In the article, Data Science Should Monitor Big Brother by Arjan Haring, one important overlooked point here is that significant value, even from the point of view of the individual, is created when sellers have a better idea of what specific buyers want. Many, if not most, people don’t mind seeing recommendations on new books to read or movies to see, based on their own prior selections and what other similar buyers buy. And most people would prefer to see relevant ads, as opposed to irrelevant ones, and the creepy factor tied to remarketing ads that follow you around is diminishing simply because we see this practice everywhere. So the value is not all asymmetrically on the side of the seller.

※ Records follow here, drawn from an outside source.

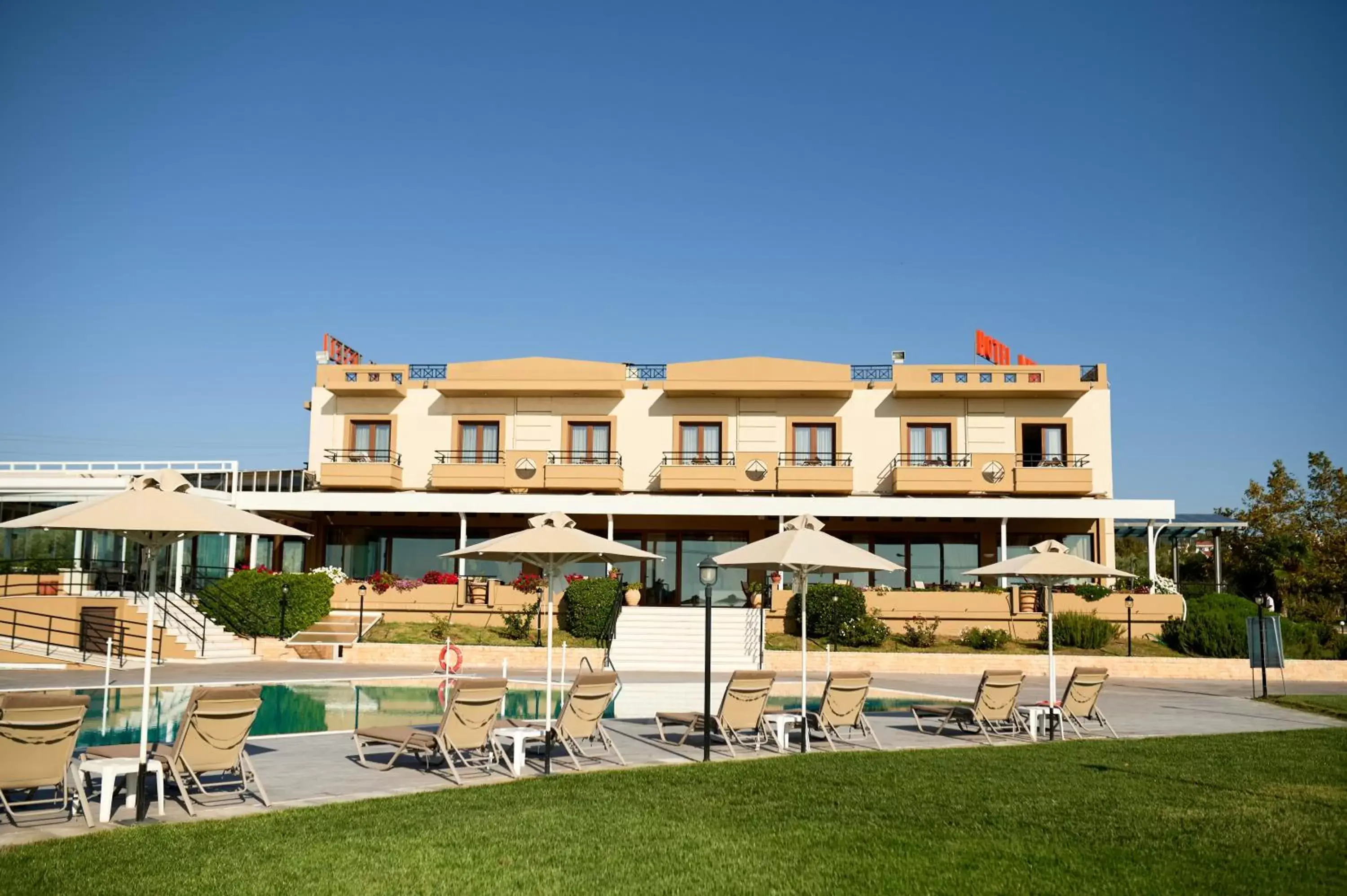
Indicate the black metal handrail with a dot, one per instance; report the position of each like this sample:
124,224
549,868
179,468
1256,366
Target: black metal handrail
933,460
814,459
698,459
1051,460
872,372
601,459
363,456
426,371
471,457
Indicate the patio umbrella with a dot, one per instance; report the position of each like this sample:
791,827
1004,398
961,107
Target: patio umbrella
551,542
154,513
1048,564
803,548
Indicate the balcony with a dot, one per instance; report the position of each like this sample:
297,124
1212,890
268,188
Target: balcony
945,380
361,470
931,475
814,474
364,380
584,472
1052,475
694,472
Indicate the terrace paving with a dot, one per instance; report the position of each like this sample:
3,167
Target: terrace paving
321,769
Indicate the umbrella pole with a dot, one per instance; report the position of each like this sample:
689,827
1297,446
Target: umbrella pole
142,802
805,661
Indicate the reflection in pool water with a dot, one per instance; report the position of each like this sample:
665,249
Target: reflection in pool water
294,709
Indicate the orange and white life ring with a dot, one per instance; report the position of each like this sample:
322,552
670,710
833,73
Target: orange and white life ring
458,658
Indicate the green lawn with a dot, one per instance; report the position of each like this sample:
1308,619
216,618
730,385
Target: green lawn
1333,705
1229,814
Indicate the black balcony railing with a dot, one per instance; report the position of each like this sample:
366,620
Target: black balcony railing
872,372
471,457
1052,460
933,460
600,459
647,371
426,371
814,459
698,459
363,456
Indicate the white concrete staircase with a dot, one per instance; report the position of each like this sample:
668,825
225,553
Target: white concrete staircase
673,639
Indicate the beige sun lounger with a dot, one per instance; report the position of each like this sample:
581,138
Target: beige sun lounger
741,712
993,709
1081,700
211,742
38,736
464,733
844,707
582,717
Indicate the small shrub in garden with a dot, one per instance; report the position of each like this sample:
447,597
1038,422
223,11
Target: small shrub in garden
985,639
919,632
588,606
1081,630
829,608
864,631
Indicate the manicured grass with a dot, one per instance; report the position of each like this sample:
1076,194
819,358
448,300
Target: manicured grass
419,634
1140,647
1334,705
1228,814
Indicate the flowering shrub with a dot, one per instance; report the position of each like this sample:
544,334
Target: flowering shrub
336,573
528,584
436,577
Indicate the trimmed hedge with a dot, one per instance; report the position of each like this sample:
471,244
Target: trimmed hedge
248,603
588,606
829,608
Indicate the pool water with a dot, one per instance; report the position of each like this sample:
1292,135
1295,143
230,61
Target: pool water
341,707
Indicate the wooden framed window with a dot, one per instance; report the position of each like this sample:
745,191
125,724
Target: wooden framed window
590,444
929,444
700,442
480,441
372,441
813,445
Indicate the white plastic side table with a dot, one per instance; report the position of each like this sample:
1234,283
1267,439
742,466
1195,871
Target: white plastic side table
108,773
520,736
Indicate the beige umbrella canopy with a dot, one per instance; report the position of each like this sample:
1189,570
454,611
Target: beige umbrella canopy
1050,564
155,511
551,542
803,548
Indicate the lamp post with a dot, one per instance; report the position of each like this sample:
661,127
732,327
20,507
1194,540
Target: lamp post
1129,603
285,600
708,571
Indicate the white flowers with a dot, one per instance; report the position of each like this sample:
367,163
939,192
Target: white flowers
335,573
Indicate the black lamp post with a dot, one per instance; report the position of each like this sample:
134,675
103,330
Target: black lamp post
708,571
1129,603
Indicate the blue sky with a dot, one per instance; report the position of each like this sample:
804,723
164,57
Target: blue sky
194,193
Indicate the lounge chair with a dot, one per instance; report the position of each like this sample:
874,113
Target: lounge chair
993,709
1081,700
741,712
464,733
38,736
842,707
582,716
212,740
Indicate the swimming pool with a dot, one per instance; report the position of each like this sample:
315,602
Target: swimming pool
341,707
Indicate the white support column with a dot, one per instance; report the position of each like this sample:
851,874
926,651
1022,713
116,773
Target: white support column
462,542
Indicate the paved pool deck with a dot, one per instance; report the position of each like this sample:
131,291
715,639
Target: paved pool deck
322,769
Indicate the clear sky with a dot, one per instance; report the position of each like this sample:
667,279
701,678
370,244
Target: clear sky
192,194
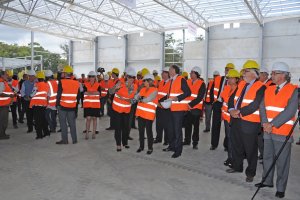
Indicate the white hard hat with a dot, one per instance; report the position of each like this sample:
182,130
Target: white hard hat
48,73
264,70
130,71
148,76
106,77
166,103
280,66
31,72
216,73
166,69
92,73
197,69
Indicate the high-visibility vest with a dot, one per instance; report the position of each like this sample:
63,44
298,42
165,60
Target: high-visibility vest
5,101
217,87
40,98
69,93
91,101
176,91
194,87
119,104
276,103
208,89
147,110
53,87
226,93
249,97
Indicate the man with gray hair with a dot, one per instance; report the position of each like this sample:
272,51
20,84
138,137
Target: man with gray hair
277,112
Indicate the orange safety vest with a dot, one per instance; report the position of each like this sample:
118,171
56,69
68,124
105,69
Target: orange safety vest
147,110
69,93
194,87
53,87
91,101
276,103
207,95
5,101
120,104
41,96
249,98
176,91
226,93
217,87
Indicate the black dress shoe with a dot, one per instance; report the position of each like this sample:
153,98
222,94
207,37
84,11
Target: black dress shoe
263,185
279,194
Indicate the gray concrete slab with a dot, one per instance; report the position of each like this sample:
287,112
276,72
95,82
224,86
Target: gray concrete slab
92,169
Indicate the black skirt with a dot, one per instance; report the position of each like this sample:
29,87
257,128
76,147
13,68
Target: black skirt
91,112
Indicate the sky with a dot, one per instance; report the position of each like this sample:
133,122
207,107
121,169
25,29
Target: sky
19,36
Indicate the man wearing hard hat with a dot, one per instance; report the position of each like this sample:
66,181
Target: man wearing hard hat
245,125
277,113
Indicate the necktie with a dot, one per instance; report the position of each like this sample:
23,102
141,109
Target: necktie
277,89
241,97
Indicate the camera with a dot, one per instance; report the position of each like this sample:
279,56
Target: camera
101,70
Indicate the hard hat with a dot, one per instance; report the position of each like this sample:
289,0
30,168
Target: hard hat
280,66
196,69
166,69
232,73
106,77
216,73
148,76
230,66
48,73
40,74
251,64
131,72
166,103
31,72
145,71
115,71
185,74
158,78
68,69
92,73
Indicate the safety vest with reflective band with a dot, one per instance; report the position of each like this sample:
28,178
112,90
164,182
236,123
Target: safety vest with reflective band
176,91
91,100
120,104
217,87
226,93
5,101
249,97
208,89
276,103
147,110
53,87
41,96
194,87
69,93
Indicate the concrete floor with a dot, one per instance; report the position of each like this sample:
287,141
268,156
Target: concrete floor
40,170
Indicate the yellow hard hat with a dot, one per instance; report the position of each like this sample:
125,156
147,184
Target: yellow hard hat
145,71
251,64
40,74
230,66
185,74
68,69
232,73
158,78
115,71
9,72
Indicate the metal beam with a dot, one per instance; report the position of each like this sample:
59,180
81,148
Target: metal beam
183,9
255,11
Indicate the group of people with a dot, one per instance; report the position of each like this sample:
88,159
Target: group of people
258,111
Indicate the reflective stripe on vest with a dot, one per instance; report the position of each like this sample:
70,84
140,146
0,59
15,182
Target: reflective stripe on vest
275,104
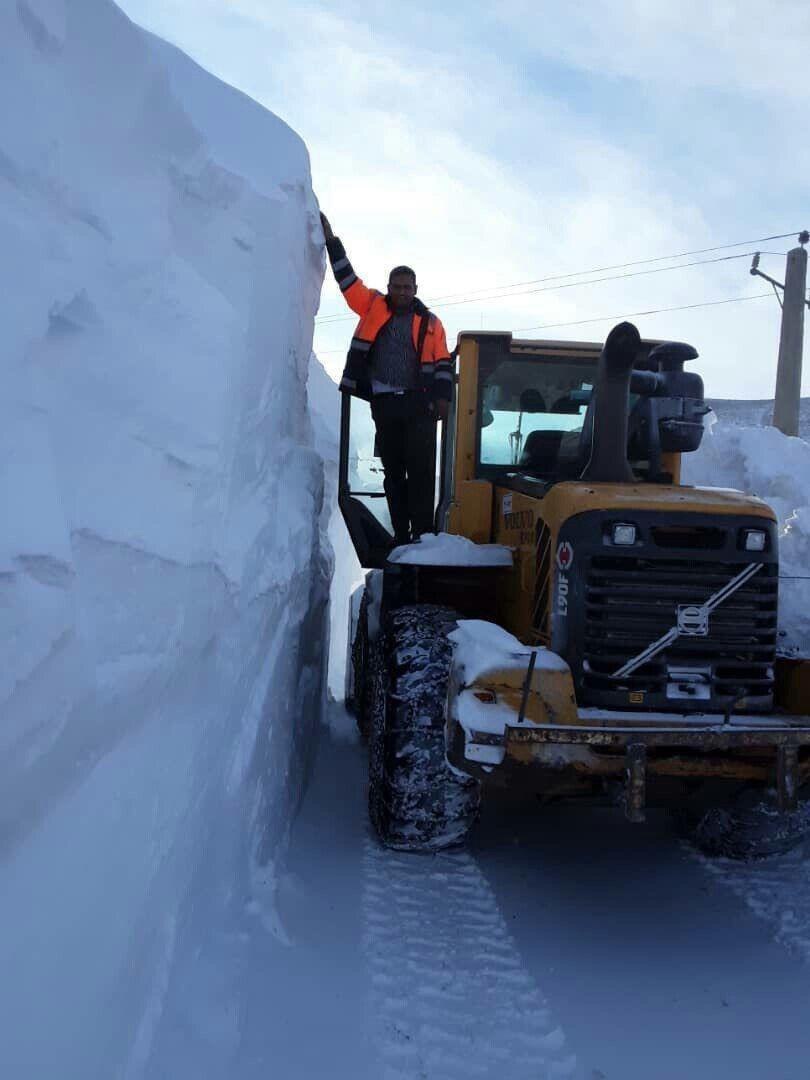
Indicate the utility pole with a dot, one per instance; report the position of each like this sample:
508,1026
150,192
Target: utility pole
787,395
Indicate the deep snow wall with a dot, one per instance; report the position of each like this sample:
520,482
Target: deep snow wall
163,572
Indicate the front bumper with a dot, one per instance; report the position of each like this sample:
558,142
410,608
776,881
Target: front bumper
772,751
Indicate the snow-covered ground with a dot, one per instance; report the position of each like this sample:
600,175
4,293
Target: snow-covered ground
167,464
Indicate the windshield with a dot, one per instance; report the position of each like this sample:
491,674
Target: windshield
532,412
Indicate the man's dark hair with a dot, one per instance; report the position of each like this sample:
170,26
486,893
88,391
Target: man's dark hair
397,270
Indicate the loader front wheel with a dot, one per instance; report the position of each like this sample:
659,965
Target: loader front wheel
416,800
751,827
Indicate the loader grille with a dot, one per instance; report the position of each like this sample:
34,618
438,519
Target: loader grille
631,601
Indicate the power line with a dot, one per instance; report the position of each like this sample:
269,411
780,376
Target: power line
635,314
603,319
580,273
623,266
568,284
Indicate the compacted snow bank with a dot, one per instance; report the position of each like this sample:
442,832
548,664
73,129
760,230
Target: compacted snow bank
163,570
763,461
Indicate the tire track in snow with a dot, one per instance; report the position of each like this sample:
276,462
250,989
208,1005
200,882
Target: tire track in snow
450,997
777,890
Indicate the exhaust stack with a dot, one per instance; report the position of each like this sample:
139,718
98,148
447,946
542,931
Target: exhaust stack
608,461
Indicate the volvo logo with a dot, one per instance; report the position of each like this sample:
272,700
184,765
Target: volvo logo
692,620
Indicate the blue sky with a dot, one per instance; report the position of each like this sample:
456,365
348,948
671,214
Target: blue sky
501,144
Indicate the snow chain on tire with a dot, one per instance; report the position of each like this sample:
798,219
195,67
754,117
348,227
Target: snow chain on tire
416,800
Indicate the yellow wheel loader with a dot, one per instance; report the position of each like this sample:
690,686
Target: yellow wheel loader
596,630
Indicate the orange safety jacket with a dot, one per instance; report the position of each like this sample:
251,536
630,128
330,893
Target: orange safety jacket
430,341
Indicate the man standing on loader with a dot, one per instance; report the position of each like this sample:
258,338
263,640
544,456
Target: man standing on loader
399,361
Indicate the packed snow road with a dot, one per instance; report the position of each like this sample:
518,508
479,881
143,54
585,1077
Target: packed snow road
564,943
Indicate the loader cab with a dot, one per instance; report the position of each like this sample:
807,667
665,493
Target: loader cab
526,419
523,416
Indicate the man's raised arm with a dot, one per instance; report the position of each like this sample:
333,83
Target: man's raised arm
354,292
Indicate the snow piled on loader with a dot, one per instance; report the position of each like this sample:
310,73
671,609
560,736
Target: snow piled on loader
163,565
763,461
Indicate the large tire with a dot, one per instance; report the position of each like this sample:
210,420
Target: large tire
751,827
416,800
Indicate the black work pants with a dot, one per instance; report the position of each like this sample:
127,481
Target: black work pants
406,445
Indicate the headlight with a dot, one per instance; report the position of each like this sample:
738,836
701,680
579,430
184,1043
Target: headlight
755,539
624,535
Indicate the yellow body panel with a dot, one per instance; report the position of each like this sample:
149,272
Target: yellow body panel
551,698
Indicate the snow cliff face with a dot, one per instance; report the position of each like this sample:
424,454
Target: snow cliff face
163,579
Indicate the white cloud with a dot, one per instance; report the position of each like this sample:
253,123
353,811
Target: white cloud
456,163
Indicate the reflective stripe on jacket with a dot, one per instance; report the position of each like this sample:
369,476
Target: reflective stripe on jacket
435,365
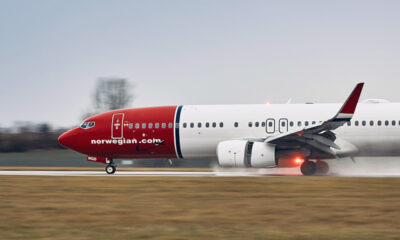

Lack of understanding of predictive models (and at least an intuitive grasp of Bayes rule) does create real problems. Predictive modeling is used in many situations where the class of interest (tax cheats, fraudulent insurance claims, likely criminal) is rare. While the data science model may do much better than random guessing at the cases of interest, it is often true that the cases flagged as “of interest” are more likely than not to be innocuous. If the prevalence of fraud is 1%, and a data mining model can quintuple the identification rate to 5%, it’s a very successful model in terms of lift, but 95% of its flagged cases are still wrong. If authorities place too much stock in their models, real harm can be done.
Perhaps the greatest scope for restoration of symmetry, or at least a rebalancing, may be the growth of intermediary sites like Yelp and Expedia, which stand between consumer and producer, have nothing but data at their disposal, and ultimately have to rely on providing real value to both sides of the equation.